8. Il résulte de tout ce qui précède que Mme A n’est pas fondée à demander l’annulation de la décision qu’elle conteste. Les conclusions à fin d’injonction et celles formées sur le fondement de l’article L.761-1 du code de justice administrative doivent en conséquence être rejetées.
D E C I D E :
Article 1er : La requête de Mme E A est rejetée.
Article 2 : Le présent jugement sera notifié à Mme E A et au préfet de Seine-et-Marne.
Copie en sera adressée, pour information, au ministre de l’intérieur, ministre d’Etat.

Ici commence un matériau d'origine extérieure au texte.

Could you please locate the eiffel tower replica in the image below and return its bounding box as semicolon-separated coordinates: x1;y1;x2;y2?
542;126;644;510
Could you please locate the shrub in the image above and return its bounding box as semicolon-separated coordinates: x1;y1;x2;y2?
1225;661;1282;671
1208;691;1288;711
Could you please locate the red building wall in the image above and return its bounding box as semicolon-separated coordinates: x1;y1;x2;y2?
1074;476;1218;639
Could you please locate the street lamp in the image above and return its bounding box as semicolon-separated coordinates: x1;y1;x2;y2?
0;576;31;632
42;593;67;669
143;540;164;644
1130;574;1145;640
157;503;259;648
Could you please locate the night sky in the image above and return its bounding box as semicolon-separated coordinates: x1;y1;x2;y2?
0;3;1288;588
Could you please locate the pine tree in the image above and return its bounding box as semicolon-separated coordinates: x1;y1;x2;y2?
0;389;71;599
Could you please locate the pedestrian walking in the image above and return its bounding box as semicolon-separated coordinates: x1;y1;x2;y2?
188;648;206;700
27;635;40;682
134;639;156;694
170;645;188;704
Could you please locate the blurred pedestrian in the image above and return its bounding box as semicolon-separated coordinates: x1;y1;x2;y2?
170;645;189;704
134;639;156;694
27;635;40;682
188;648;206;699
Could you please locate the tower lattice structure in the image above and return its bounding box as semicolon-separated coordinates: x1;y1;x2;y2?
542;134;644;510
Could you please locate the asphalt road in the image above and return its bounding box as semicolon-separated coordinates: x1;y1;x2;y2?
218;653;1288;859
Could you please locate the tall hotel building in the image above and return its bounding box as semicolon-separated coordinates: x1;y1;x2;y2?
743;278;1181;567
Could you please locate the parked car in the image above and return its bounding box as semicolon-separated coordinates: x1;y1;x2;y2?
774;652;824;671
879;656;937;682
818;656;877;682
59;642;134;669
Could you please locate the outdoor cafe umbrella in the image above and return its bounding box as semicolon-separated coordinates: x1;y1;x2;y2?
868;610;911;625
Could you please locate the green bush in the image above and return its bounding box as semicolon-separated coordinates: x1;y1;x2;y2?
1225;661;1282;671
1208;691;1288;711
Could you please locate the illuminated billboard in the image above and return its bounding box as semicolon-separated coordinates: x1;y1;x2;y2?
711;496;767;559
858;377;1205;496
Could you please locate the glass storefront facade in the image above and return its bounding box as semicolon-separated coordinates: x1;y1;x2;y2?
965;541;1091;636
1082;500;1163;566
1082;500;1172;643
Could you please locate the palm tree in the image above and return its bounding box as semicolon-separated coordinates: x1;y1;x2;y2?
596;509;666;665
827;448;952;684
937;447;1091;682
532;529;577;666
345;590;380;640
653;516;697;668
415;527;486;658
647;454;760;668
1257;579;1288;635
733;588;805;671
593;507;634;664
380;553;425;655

Délibéré après l’audience du 6 mai 2025, à laquelle siégeaient :
Mme Gougot, présidente,
M. Combier, conseiller,
Mme Prissette, conseillère.
Rendu public par mise à disposition au greffe le 21 mai 2025.
Le rapporteur,
D. COMBIER
La présidente,
I. GOUGOT
La greffière,
M. C
La République mande et ordonne au préfet de Seine-et-Marne en ce qui le concerne ou à tous commissaires de justice à ce requis en ce qui concerne les voies de droit commun, contre les parties privées, de pourvoir à l’exécution de la présente décision.